In the next step, we compared the ability of each model in survival prediction using the area under the ROC curve and accuracy criterion. These criterions were both higher in ANN that represents the power of model in predicting true cases. Plenty of studies highlighted ANN was superior to classical models.
Gohari et al. (23) reported ANN was a better approach for prediction and determining prognostic factors of colon and rectum cancers. Another study demonstrated neural network was more accurate and outperformed logistic regression in colon cancer patients (36). Ahmed (37) showed neural networks had better accuracy in classification and survival prediction of patients with colon cancer in comparison with other methods.
5.1. Conclusions
However, the Cox model estimates the association of variables in terms of HR but both models are comparable with regard to their accuracy in predicting as well as determining which variables are important in the model.
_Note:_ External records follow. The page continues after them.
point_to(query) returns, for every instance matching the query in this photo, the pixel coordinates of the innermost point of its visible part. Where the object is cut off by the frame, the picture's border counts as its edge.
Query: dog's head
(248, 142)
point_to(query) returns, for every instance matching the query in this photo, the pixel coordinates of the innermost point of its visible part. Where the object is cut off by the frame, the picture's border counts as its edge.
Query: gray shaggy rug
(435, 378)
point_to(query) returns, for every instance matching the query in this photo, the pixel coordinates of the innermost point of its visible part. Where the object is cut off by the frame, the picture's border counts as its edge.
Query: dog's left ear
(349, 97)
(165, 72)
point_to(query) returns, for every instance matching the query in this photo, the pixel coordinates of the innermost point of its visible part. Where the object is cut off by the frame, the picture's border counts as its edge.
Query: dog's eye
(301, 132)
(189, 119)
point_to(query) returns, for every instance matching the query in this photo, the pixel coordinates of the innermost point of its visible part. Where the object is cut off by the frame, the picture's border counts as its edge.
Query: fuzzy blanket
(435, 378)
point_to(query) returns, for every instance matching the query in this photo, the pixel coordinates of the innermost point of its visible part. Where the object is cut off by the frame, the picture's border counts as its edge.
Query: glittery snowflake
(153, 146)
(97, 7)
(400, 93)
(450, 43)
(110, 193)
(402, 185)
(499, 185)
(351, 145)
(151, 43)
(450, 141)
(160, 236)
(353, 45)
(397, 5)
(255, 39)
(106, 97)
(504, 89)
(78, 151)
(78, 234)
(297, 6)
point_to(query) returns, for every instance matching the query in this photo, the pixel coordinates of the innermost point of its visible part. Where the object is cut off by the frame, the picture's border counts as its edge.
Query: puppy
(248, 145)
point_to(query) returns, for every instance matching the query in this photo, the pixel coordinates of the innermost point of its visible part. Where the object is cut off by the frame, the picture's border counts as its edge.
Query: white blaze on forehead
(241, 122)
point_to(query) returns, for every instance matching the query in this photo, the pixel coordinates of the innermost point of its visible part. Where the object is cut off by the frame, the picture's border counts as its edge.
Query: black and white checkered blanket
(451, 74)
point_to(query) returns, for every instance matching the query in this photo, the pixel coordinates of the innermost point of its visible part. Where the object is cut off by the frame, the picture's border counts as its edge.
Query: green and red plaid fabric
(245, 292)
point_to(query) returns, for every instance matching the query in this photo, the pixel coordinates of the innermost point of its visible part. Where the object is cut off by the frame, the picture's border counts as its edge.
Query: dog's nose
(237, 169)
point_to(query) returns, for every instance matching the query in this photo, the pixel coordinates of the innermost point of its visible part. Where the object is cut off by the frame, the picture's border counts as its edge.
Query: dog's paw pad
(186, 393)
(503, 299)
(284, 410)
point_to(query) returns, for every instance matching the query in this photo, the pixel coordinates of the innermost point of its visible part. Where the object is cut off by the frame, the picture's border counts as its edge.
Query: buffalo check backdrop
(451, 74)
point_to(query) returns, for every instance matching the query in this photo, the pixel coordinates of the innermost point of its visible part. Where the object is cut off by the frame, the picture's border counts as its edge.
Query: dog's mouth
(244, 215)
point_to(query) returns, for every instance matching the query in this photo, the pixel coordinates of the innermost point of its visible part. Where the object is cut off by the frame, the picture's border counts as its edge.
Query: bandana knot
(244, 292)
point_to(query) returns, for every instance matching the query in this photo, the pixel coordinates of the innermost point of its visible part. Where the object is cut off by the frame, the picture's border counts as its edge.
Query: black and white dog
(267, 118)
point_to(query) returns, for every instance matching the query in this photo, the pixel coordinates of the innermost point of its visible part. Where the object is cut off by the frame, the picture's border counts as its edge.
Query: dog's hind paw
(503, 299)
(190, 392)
This study supports the use of ANN model versus Cox regression in survival prediction of CRC patients. We can determine relevant prognostic factors by ordering the normalized importance variables. It would be also helpful to compare the result of ANN model with other survival analysis methods. In conclusion, ANN is more efficient and accurate, so it is recommended for predicting and determining risk factors for survival of CRC patients.